Surgery for Epilepsy
If you've tried two or more medications without success to control your seizures, turn to one of our epilepsy specialists for epilepsy. Surgery may help you eliminate seizures.
The Epilepsy Center at UC San Diego Health uses the most sophisticated diagnostics, medical therapies and surgical techniques available today.
Recent advancements in diagnostic technology have had a major impact on the success of surgical treatments for epilepsy. We weigh the decision to operate through a shared process of decision-making by our epilepsy experts, your referring physician, and you and your family.
Surgery is tailored to the individual, depending on the type and location of the seizure. During surgery, sophisticated technology is used to minimize the neurologic impact on functioning and language.
Who May Benefit From Surgery?
Patients are referred to the Epilepsy Center at UC San Diego Health for surgical evaluation for a variety of reasons, including:
- Unsatisfactory seizure control
- Unacceptable side effects from anti-epileptic drugs
- Psychosocial problems related to poor seizure control
- Focal brain lesions (abnormal areas in the brain)
- Self-injuries from uncontrolled drop attacks
The greatest surgical successes have been achieved in patients with partial seizures and a single focus in the brain due to trauma, scarring or tumor. Some types of generalized seizure disorders are also responsive to surgical intervention.
Video-EEG is a critical step in determining if surgery can be an effective treatment. At the Epilepsy Monitoring Unit we utilize video-EEG to:
- Be sure that the seizures are not non-epileptic events
- Determine the type and location of the seizures
- Determine the effectiveness of medical therapy
- Determine the number or frequency of seizures
In a small number of patients, we may need to do more specialized and focused video-EEG testing with stereo-EEG or depth electrode or grid electrode studies.
Patients with seizures that begin from a single "hot spot" or seizure focus may benefit from surgical treatment to remove the "hot spot," if this can be done without injury to other parts of the brain.
Doctors at the Epilepsy Center perform intense evaluations to determine whether epilepsy surgery may help control seizures that cannot be controlled by medicine alone.
As part of the pre-surgical evaluation, high-resolution imaging of the brain is performed. This includes MRI with special techniques to increase visibility and the chances of detecting abnormalities.
In some cases, magnetoencephalography (MEG) can help combine information from brain waves with images of the brain to help doctors locate the areas of abnormalities (the seizure focus). We are one of only 50 sites in the country to offer MEG.
During the evaluation, the patient is given a series of psychological tests to localize their language function and assess memory capabilities.
A WADA test is done to assess the functional lateralization of language and memory, and is performed by neuroradiologists. The technique is similar to that of carotid angiography and requires selective catheterization of each carotid artery via a femoral approach.

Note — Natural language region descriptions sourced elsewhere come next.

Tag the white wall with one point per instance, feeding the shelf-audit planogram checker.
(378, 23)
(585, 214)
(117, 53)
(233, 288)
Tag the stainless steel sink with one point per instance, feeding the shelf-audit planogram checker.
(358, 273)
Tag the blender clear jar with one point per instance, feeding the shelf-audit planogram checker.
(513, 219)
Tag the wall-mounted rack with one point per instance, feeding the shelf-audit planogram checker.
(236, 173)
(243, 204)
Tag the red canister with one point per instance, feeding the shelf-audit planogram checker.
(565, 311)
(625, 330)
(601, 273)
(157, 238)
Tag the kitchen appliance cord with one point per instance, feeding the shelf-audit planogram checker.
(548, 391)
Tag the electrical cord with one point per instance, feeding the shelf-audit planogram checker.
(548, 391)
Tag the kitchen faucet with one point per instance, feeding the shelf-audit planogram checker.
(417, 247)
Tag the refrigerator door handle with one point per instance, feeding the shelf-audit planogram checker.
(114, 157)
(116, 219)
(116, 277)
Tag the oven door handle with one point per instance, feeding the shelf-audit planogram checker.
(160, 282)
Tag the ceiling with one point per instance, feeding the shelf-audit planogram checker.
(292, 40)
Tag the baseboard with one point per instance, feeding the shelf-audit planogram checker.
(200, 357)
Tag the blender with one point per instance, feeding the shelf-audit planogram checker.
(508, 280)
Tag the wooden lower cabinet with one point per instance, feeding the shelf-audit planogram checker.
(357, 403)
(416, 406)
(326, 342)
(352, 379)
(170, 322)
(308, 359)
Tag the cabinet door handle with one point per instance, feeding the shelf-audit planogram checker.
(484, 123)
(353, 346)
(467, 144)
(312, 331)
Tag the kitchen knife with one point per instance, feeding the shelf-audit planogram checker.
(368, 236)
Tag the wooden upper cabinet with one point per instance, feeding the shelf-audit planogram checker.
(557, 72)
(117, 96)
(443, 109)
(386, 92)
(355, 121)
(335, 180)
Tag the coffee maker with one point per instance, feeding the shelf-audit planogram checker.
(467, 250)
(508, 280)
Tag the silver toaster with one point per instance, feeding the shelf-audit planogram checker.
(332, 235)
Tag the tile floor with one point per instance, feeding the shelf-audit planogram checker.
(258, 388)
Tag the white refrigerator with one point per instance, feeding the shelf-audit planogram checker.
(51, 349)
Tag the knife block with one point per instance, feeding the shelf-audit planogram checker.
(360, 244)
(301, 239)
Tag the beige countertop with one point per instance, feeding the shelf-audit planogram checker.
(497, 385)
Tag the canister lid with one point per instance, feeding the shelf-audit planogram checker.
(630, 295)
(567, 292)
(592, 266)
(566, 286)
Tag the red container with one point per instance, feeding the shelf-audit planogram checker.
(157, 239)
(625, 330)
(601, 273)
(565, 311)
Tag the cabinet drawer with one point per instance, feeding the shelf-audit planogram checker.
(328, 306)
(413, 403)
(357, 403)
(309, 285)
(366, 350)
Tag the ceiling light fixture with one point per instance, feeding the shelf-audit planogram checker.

A short-acting barbiturate is injected on each side of the brain, and the function of the other hemisphere is assessed with a battery of language and memory tests. The purpose of these tests is to ensure that surgery will not result in language or memory deficits.
Published data suggests that about 70 percent of patients are seizure-free after surgery and an additional 20 percent experience a major reduction in their seizures, allowing them to live a significantly improved lifestyle. Most patients require continued medical therapy, but usually at a lower dose.
Corpus callosal section is successful for treating drop attacks, although patients may continue experiencing other seizure types.